Module 5: Third-Party Agency Management and Performance Oversight
- Negotiate agency contracts with clear SLAs for contact rates, resolution timelines, and compliance reporting frequency.
- Conduct quarterly audits of agency call recordings to verify adherence to FDCPA and organizational communication standards.
- Require agencies to submit detailed aging reports and recovery rate breakdowns by account type and referral date.
- Implement a reconciliation process to verify agency-reported payments against internal cash application records.
- Define reassignment criteria for accounts returned from agencies due to non-performance or patient hardship claims.
- Restrict agency access to patient data using role-based permissions and monitor for unauthorized system activity.
Module 6: Patient Communication Strategy and Channel Optimization
- Select communication channels (IVR, SMS, email, letters) based on patient demographic data and historical response rates.
- Time outreach attempts to align with patient-reported availability while complying with FDCPA and TCPA constraints.
- Customize messaging tone and content for self-pay versus co-pay balances to reflect patient responsibility context.

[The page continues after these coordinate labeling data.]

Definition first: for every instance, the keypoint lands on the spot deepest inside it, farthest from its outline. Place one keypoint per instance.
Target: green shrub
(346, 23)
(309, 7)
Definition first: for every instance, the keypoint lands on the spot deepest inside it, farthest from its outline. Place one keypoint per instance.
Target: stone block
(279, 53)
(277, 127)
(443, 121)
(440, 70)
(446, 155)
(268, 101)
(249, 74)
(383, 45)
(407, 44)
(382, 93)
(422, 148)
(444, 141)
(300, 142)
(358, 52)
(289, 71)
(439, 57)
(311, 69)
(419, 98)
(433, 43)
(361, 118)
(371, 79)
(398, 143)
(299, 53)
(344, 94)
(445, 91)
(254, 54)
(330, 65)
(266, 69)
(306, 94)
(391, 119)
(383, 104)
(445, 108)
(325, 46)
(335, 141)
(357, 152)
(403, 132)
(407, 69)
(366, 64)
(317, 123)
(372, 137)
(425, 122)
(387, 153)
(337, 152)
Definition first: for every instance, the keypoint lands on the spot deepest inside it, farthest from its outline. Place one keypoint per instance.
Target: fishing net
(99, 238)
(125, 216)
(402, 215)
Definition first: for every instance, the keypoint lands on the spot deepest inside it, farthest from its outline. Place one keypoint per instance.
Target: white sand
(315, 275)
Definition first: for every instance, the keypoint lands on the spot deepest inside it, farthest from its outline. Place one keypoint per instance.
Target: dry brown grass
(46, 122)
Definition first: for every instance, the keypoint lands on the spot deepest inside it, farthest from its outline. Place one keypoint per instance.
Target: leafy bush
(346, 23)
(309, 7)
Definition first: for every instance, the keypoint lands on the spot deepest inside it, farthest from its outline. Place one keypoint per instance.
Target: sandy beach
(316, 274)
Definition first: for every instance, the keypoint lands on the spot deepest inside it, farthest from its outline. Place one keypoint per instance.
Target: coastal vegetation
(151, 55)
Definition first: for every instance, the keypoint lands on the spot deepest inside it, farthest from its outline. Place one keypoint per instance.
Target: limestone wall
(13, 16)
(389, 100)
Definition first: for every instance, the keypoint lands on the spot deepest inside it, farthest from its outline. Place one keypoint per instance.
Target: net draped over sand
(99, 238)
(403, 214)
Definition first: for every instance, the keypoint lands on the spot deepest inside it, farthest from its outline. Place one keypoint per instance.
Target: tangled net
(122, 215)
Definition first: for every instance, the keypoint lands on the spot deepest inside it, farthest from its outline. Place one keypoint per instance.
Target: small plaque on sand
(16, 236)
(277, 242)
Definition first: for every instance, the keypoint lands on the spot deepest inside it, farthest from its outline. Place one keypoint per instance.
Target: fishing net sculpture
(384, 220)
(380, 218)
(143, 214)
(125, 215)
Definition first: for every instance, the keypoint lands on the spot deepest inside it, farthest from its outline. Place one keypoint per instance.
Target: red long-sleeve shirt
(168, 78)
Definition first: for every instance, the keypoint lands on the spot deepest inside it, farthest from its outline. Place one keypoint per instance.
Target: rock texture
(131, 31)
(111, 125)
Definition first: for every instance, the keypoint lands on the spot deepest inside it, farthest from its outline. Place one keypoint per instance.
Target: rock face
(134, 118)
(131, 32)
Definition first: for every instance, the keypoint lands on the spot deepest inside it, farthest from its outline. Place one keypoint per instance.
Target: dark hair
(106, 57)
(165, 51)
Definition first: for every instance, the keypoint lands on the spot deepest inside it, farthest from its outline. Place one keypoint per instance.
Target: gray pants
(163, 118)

- Implement opt-out mechanisms for digital communications and synchronize preferences across all outreach platforms.
- Train staff to de-escalate interactions with distressed patients while maintaining compliance with collection objectives.
- Track channel effectiveness monthly and reallocate resources from low-response methods to higher-performing alternatives.
Module 7: Data Analytics and Performance Monitoring
- Define KPIs such as days in accounts receivable, collection-to-AR ratio, and cost-to-collect for internal and external efforts.
- Produce aging trend reports segmented by payer, facility, and collection stage to identify operational bottlenecks.
- Conduct root cause analysis on accounts that transition to write-off to refine early intervention strategies.
- Compare recovery rates across collector teams to identify training gaps or workflow inefficiencies.
- Validate the accuracy of bad debt reserves by reconciling write-off projections with actual quarterly write-offs.
- Use cohort analysis to assess the long-term impact of payment plan utilization on patient retention and future revenue.
Module 8: Write-Off Processes and Financial Reporting
- Establish objective criteria for write-off eligibility, including minimum balance thresholds and failed contact attempts.
- Obtain multi-level approvals for write-offs above a defined dollar amount to prevent unauthorized account closures.
- Synchronize write-off entries with general ledger systems to ensure accurate financial statement reporting.
- Document justifications for each write-off to support internal audits and tax compliance requirements.
- Reconcile written-off accounts quarterly to prevent inadvertent reactivation or duplicate collection attempts.
- Report write-off volumes by reason code (e.g., uncollectible, hardship, deceased) to inform strategic adjustments in credit and collections policy.